MadBlog
Wednesday 29 November 2006

pearls

Refactoring code is (sometimes) a real bit of fun. I've seen a lot of:

 if (!foo) {
     return NULL;
 } else {
     return foo;
 }

or quite a lot of :

 (<boolean expression>) ? true : false

but today I found one I've never seen before:

 foo ? -foo : 0

On C and strings APIs

C default str* functions have very poor semantics, and a whole lot of consistency problems. That's a fact, a well known one.

For those who still don't know them, and only to cite a few:

  • strlen returns a size_t but *printf functions returns int's;
  • str*{cpy,cat} returns a pointer to the destination, which is useless;
  • strncat can returns things that are not strings (because not NUL-terminated);
  • ...

A good string API MUST treat any string as a buffer + its allocated size (not len, I said size, meaning including the terminating NUL). Moreover, it should return informations that avoid the stupid problem of strcat that has to compute the destination length again and again. There is one function of the usual C string API that has it right, if you forget about the int return type problem: snprintf[1]. Why ? because:

  1. it prevents most buffer overflows because you always pass the buffer size;
  2. unlike strncpy the resulting buffer contains a true NUL-terminated string;
  3. it returns the size the string could have had if there was enough space in the buffer, so that a correct reallocation can work with reduced programatical costs;
  4. if you support negative buffer sizes, you can chain as many of those calls, and be safe !

and if you want a proof that it makes code more concise, just go read that patch. EDIT: Here m_strcpy is a function that respects the 4 previous points: m_strcpy(dest, dlen, src) copies src into dest like its brother strcat, but in a buffer of size dlen, and returns in fact, src length, à la snprintf. And if you do m_strcpy(dest, -1, src) it does not breaks, so that I can use it without needing to check if my virtual result length overflowed or not. With those functions it's just obvious how to build new ones with exactly the same semantics.

For those who wonder, yes I've forked mutt the hard way, and am trying to deobfuscate its code (I was shocked to see how bad it was given how I like mutt as a MUA). And here what you see is that this string API semantics is very easy to use, is safe, and extendable. For example, in that patch, rfc822_write_address and rfc822_write_address_single that did had the bad property to truncate the result without any way for the caller to know that now use the usual snprintf semantics for no pain at all.
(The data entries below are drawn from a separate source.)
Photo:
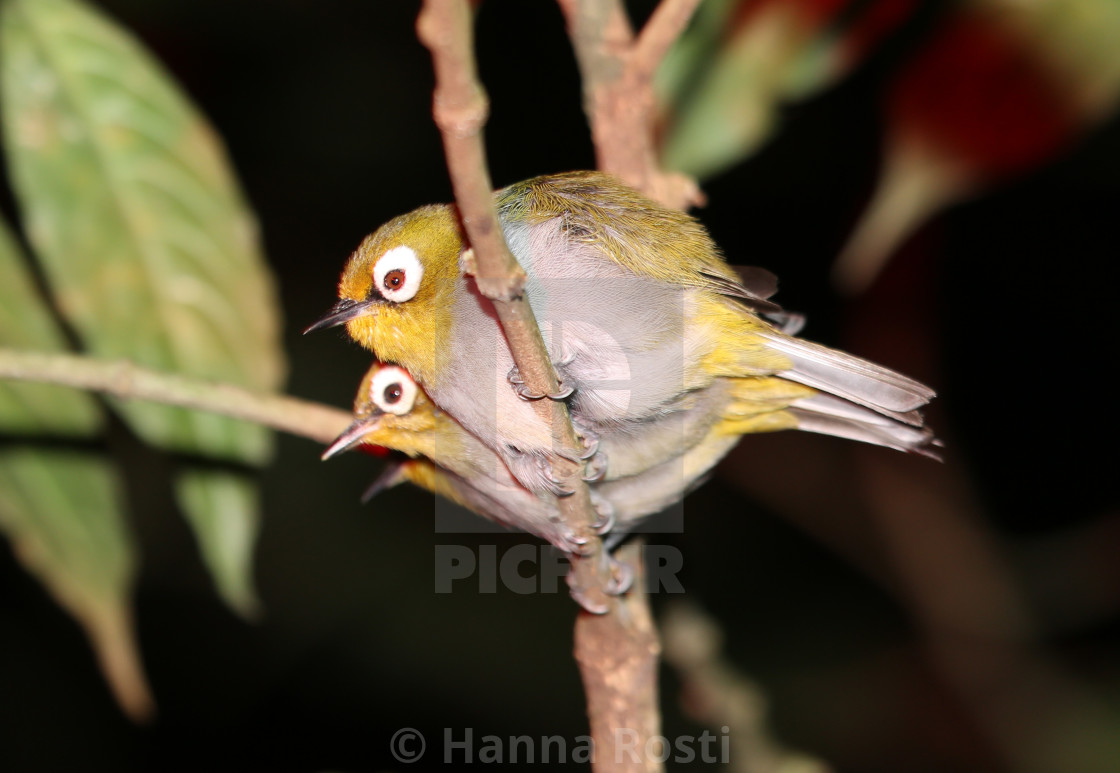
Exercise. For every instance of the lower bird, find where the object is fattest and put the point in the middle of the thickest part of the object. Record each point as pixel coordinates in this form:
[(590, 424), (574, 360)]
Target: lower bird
[(642, 317)]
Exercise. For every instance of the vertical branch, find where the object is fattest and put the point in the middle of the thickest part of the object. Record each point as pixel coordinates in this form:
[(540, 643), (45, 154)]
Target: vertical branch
[(617, 72), (617, 651), (617, 655), (460, 110)]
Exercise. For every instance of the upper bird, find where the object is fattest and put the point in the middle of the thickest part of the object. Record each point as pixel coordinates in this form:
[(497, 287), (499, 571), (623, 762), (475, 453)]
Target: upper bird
[(641, 316)]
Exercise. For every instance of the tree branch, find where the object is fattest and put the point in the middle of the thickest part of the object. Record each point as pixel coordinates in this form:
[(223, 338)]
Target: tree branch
[(121, 379), (618, 100), (460, 111), (666, 24)]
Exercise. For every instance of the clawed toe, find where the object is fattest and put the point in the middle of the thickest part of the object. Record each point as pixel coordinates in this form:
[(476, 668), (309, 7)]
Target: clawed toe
[(528, 394), (622, 578), (605, 512)]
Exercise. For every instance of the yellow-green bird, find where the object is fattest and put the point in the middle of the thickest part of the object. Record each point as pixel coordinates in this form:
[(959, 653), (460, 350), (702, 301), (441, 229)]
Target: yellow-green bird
[(642, 317), (392, 411)]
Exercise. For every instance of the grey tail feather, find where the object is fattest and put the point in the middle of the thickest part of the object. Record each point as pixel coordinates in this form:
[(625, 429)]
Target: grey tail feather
[(852, 379), (833, 416)]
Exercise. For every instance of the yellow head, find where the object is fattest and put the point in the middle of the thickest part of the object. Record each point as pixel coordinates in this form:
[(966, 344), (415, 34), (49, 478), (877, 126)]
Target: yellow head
[(395, 291), (392, 411)]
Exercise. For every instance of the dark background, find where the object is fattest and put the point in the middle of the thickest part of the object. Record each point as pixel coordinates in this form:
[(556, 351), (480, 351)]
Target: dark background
[(1004, 304)]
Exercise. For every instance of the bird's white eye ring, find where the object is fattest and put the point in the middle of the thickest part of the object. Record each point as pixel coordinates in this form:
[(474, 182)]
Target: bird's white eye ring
[(393, 391), (397, 275)]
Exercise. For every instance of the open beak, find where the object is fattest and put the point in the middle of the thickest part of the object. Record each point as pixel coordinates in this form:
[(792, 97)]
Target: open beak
[(351, 437), (342, 313)]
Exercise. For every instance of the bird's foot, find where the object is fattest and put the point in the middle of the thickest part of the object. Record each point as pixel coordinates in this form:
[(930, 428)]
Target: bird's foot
[(596, 599), (519, 384), (605, 514), (535, 473)]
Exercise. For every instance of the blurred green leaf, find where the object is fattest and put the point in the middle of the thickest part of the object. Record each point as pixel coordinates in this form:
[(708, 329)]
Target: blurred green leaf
[(129, 202), (61, 509), (146, 240), (720, 87), (26, 323), (724, 83), (223, 511)]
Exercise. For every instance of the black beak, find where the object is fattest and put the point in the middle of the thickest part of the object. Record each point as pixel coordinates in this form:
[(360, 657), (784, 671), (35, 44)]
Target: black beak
[(351, 437), (341, 314)]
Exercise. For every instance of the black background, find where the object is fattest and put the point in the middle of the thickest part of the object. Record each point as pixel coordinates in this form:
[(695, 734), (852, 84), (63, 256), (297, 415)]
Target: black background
[(1004, 304)]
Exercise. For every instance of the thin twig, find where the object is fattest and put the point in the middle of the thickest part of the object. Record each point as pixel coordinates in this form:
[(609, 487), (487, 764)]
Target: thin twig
[(666, 22), (617, 657), (121, 379), (617, 73), (460, 110)]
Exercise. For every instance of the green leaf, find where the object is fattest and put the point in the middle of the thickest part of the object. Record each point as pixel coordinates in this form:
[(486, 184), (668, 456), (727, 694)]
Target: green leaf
[(223, 510), (130, 204), (62, 512), (26, 323), (146, 240), (61, 509)]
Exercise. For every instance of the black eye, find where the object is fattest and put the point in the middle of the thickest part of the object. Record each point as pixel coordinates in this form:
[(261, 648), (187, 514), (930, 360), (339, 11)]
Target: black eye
[(394, 279)]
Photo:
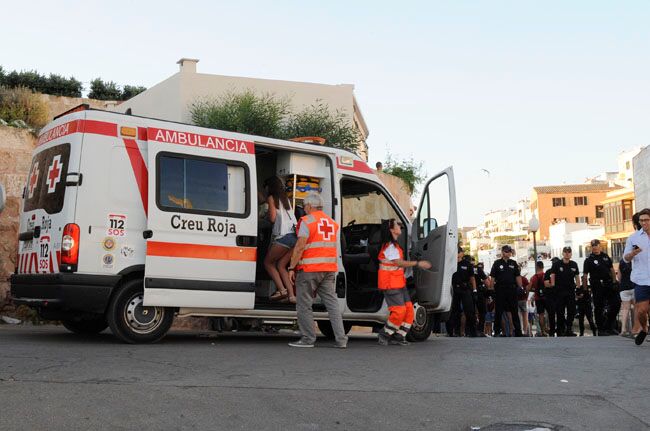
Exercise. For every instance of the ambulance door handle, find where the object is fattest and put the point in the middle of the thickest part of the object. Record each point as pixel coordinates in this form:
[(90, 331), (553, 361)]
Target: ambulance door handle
[(80, 178), (246, 241)]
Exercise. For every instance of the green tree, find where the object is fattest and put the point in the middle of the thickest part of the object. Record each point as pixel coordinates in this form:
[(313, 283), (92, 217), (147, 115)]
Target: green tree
[(130, 91), (318, 120), (271, 116), (408, 170), (101, 90), (245, 112)]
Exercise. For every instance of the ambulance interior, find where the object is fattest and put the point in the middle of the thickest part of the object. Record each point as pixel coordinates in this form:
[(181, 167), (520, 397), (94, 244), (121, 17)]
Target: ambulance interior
[(364, 208), (301, 173)]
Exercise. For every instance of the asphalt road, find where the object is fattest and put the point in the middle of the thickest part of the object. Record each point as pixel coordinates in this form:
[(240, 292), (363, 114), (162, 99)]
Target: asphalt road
[(51, 379)]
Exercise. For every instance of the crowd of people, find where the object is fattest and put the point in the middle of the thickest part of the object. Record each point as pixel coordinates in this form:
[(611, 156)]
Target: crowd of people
[(504, 302)]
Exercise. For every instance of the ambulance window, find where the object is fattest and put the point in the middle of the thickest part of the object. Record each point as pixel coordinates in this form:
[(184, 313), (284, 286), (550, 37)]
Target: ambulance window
[(45, 188), (201, 185)]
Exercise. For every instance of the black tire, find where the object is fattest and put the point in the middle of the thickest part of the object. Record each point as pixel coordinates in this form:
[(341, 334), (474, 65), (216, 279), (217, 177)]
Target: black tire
[(86, 326), (422, 324), (133, 323), (325, 327)]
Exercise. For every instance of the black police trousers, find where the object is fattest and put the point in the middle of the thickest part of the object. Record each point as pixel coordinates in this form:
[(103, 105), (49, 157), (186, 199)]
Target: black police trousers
[(565, 308), (506, 301), (551, 308), (479, 302), (607, 304), (462, 296), (584, 310)]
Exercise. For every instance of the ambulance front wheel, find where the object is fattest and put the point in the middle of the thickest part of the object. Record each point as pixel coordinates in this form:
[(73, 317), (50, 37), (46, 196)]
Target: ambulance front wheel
[(131, 321)]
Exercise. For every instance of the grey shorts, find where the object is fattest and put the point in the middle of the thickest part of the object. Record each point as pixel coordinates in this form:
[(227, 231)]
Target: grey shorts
[(287, 241), (523, 306), (396, 297)]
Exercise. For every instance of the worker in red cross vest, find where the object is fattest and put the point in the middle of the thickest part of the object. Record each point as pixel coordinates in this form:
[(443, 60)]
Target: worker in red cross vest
[(392, 282), (313, 269)]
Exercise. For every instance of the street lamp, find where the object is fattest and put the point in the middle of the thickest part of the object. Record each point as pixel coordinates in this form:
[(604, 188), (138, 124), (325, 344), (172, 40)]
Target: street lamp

with those API no need to care about the ending '\0', or about off-by-ones, you always speak of buffer sizes, and when your current virtual write position in the buffer is pos, you just need to call pos += your_strXXX(buf + pos, buflen - pos, ...) and you'll be safe. If you want to know if a realloc is needed, you just have to verify if pos >= buflen, the same as what you have to do for snprintf.

I really wonder why such API are not common in the C world, I see way to much code using the usual C string functions that just are a PITA.

Notes

[1] and not printf like I said in the first place...